I can
finally sleep. The thing is, my child will not allow me to sleep. This morning at six am,
when normal children are still asleep in their beds, Wild Child got up and started talking
incessantly and poking me with different objects. I laid in the bed hoping she would go
away or that Jeff would get up and tend to her. She climbed into bed with us, but not before grabbing my thermometer from
the bed side table. Suddenly I felt something cold being poked at my mouth and nose. I
barely opened my eyes when my daughter, in her brightest, perkiest voice squealed
"MOMMY!" I closed my eyes wondering why the powers that be had sent me a morning
person as a child. I took the thermometer from her to take my BBT and waited for the beep.
I guess I should be happy that my daughter at the age of two is already learning one of
the fundamentals to fertility awareness.
***********************
After I initially got up I was
off and running around the house like a wild woman, chores needed to be done, the dog and
cat needed to be fed, husband and child needed to be fed, and email needed to be answered.
I was demanding that Jeff go ahead and get ready for the day, and reminded him that we had
our dog obedience introductory class today. It was a battle to get Wild Child into her
clothes, get her hair fixed and her shoes on, but the time I was finished getting her
ready Jeff was ready to go and I was still in my night gown.
"Are you ready?" he
asks looking straight at me.
"Does it look like I'm
ready?" I asked sarcastically.
Sometimes I wonder if he is
blind or stupid. I'm standing there with no bra on, no makeup, my hair is pulled up in a
scrunchy and my nightgown and he thinks I look ready to walk out the door. Luckily
I'm not one of these high maintenance women who take two hours to get ready because they
have to paint their faces and have the perfect hairdo. I just hop into the shower, do what
needs to be done, and get out. It takes five minutes to put my makeup on and then I blow
dry my hair, and then I'm ready to hop out the door.
************************
I have a question. When you were
in high school was there someone who was like your mortal enemy and you couldn't even
remember why, or the reason was so stupid and immature it leaves you laughing to this day
on how dumb it really was? Today I saw my mortal enemy from highschool at the dog
obedience class. Its been eight years since I have seen Dana. Over the years I've heard
through the grapevine what has been going on with her life because we have mutual friends.

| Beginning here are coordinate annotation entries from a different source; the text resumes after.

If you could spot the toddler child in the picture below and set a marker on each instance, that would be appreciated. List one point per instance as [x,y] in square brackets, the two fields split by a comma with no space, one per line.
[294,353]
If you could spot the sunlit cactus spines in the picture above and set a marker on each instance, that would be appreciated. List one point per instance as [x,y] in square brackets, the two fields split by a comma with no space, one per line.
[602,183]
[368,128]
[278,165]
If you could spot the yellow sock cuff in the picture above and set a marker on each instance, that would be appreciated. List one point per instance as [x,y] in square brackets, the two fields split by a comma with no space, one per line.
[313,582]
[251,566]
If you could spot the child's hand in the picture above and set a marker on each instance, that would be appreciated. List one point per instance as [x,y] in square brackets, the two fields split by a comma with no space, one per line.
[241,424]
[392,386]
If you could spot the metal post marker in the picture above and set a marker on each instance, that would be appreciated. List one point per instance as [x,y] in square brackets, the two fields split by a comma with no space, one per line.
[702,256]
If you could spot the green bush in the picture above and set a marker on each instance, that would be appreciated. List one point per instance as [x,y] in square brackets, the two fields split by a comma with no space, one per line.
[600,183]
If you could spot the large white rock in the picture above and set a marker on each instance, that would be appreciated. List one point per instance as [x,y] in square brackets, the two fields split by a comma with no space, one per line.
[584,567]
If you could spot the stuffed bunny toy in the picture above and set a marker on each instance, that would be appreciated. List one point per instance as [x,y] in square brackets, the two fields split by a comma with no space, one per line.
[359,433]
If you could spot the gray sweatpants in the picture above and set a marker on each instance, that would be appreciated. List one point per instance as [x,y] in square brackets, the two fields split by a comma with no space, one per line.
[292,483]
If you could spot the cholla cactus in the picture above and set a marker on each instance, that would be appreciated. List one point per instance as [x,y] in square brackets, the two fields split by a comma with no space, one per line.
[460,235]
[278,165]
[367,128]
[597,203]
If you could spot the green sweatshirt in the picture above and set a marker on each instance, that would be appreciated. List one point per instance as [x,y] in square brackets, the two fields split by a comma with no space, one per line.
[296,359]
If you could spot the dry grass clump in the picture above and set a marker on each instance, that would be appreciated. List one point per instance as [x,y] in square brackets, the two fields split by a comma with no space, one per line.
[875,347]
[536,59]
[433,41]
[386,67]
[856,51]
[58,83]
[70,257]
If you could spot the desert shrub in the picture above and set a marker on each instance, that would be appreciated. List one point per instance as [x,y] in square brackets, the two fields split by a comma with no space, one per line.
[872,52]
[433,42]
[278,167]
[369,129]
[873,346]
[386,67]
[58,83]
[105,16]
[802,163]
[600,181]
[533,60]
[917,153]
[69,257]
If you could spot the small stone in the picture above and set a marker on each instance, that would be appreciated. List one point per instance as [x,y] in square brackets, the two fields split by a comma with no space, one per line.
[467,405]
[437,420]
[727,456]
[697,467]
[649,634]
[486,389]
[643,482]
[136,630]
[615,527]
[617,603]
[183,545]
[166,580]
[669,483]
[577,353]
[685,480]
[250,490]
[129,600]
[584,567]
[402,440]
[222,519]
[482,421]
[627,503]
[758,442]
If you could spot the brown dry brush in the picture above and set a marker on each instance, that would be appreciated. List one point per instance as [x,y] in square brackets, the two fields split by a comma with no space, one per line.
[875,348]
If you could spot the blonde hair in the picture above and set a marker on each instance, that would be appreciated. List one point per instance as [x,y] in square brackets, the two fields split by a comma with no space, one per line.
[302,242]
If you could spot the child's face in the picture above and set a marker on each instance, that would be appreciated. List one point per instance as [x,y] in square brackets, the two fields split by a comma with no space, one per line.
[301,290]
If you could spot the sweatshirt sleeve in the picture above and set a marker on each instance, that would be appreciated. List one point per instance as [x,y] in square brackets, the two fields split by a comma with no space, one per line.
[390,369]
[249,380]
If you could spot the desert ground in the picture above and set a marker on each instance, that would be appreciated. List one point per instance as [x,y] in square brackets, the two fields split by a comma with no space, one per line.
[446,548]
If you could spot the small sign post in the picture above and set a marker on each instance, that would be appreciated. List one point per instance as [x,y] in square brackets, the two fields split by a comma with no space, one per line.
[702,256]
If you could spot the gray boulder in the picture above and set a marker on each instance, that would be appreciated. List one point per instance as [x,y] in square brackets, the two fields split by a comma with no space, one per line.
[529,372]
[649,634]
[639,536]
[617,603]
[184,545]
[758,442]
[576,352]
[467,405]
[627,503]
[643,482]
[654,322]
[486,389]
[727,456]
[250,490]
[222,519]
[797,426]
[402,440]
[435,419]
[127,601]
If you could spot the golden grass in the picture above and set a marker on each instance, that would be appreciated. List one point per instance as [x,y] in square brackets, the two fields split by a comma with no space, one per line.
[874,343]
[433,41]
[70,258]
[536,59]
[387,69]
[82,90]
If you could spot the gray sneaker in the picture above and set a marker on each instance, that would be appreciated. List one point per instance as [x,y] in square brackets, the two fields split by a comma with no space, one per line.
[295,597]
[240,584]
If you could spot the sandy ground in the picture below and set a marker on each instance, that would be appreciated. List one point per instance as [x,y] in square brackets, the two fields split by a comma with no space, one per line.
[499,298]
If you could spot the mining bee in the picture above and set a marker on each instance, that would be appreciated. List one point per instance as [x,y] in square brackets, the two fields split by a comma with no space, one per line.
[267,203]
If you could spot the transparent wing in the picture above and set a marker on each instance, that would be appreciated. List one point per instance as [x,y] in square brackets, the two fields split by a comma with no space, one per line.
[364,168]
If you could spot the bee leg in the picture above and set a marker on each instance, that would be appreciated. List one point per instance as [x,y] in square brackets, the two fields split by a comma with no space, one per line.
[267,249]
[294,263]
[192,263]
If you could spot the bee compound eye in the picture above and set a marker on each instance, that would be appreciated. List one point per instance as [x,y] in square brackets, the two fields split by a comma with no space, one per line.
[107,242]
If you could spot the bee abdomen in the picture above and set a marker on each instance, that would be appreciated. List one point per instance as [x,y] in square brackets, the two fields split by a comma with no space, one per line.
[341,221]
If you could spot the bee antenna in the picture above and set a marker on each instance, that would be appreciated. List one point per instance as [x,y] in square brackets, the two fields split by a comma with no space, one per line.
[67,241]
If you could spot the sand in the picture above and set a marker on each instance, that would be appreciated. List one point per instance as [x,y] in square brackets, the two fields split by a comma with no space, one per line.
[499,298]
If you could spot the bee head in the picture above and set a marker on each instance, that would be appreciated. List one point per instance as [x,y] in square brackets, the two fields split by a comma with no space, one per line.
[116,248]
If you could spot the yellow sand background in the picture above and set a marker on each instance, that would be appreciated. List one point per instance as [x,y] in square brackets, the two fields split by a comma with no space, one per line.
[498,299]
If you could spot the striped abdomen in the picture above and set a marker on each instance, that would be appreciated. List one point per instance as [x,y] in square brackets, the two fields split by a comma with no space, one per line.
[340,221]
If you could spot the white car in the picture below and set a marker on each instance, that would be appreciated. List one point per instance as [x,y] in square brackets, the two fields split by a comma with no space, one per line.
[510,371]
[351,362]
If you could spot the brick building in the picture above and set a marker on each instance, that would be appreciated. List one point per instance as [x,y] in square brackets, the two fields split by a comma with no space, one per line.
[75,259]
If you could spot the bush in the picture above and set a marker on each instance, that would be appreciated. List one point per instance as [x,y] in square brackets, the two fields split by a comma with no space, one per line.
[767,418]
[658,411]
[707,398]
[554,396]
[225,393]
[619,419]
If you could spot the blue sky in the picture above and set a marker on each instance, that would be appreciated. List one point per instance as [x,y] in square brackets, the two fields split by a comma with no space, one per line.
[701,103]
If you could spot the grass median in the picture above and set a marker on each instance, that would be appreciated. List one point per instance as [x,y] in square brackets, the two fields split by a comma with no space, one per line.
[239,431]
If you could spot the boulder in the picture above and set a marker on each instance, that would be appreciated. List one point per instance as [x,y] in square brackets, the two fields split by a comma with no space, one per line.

She also made some very rude comments to A--- about me one time at a restaurant. It was
about my weight. She had seen me on the news (this was after my brother's death) and
commented that I had really gotten fat. Dana had seen me in January of 97, I was eight
months pregnant! Granted I haven't lost any weight since then but it still kinda pissed me
off that she said something so rude and uncalled for.
So there I was at the dog
obedience class and she comes in with an albino chihwawa. She was dressed like a hippie,
which is cool, but all her hair had been chopped off and had a bad color job in it. She
has put on a little weight too, but it actually makes her look better, she was always so
thin and flat cheated. Supposedly she got married a year or so ago. I kept sitting there
thinking about what I was going to do, to speak or not to speak. I decided to force her to
talk to me.
"Hey Dana," I called
out as the class started to dissipate.
"Hey," she replied a
bit surprised.
"How old is your dog?"
I asked in my most cheerful voice.
"Seven months old."
"Mine too."
"What kind of dog do you
have?" She asked.
"A lab," I replied.
" Looks like we are going to be in this class together."
"Yeah, I guess it
does." I don't believe she was all too happy about that.
Hopefully she has matured enough
to get past the pettiness of highschool.